Resiliparse Itertools
Resiliparse Itertools are a collection of convenient and robust helper functions for iterating over data from unreliable sources using other tools from the Resiliparse toolkit.
Exception Loops
Exception loops wrap an iterator to catch and return any exceptions raised while evaluating the input iterator.
This is primarily useful for unreliable generators that may throw unpredictably at any time for unknown reasons (e.g., generators reading from a network data source). If you do not want to wrap the entire loop in a try/except
clause, you can use an exc_loop()
to catch any such exceptions and return them.
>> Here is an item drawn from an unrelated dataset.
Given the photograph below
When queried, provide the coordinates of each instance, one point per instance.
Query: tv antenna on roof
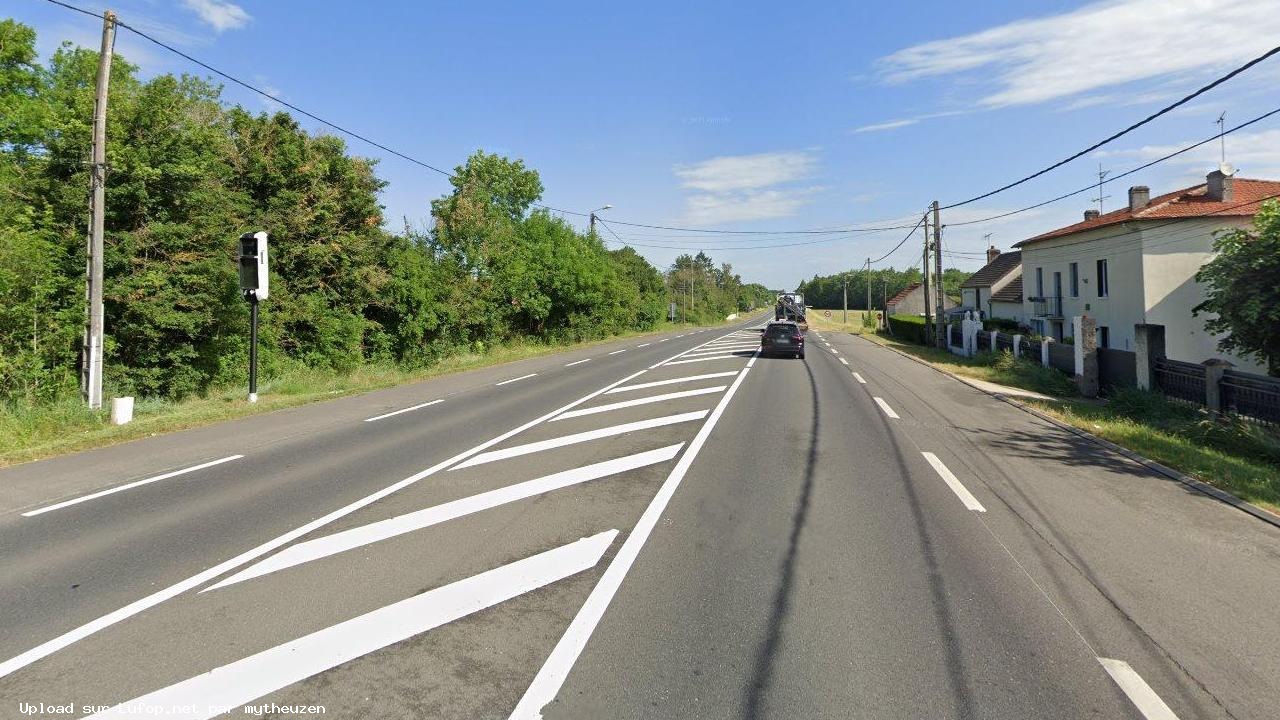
(1102, 176)
(1221, 136)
from resiliparse.itertools import exc_loop
def throw_gen():
from random import random
for i in range(100):
if random() <= 0.1:
raise Exception('Random exception')
yield i
for val, exc in exc_loop(throw_gen()):
if exc is not None:
print('Exception raised:', exc)
break
print(val)
Note
Remember that a generator will end after throwing an exception, so if the input iterator is a generator, you will have to create a new instance in order to retry or continue.
WARC Retry Loops
The warc_retry()
helper wraps a fastwarc.warc.ArchiveIterator
instance to try to continue reading after a (fatal) stream failure.
Note
FastWARC needs to be installed for this.
Use a WARC retry loop if the underlying stream is unreliable, such as when reading from a network data source that is expected to fail at any time. If an exception other than StopIteration
is raised while consuming the iterator, the WARC reading process will be retried up to retry_count
times (default: 3). After a failure, the fastwarc.warc.ArchiveIterator
will be reinitialised with a new stream object by calling stream_factory
. The new stream object returned by stream_factory()
must be seekable.
from fastwarc.warc import ArchiveIterator
from resiliparse.itertools import warc_retry
def stream_factory():
return open('warcfile.warc.gz', 'rb')
for record in warc_retry(ArchiveIterator(stream_factory()), stream_factory, retry_count=3):
pass
If the stream does not support seeking, you can set seek=False
. In this case, the position in bytes of the last successful record will be passed as a parameter to stream_factory
. The factory is expected to return a new stream that already starts at this position:
from fastwarc.warc import ArchiveIterator
from resiliparse.itertools import warc_retry
def stream_factory(offset):
stream = open('warcfile.warc.gz', 'rb')
stream.seek(offset)
return stream
for record in warc_retry(ArchiveIterator(stream_factory(0)), stream_factory, seek=False):
pass
Important
Make sure the stream starts at exactly the given position or else you will end up with either duplicate or skipped records or the ArchiveIterator
will fail. The first record at this position will be skipped automatically.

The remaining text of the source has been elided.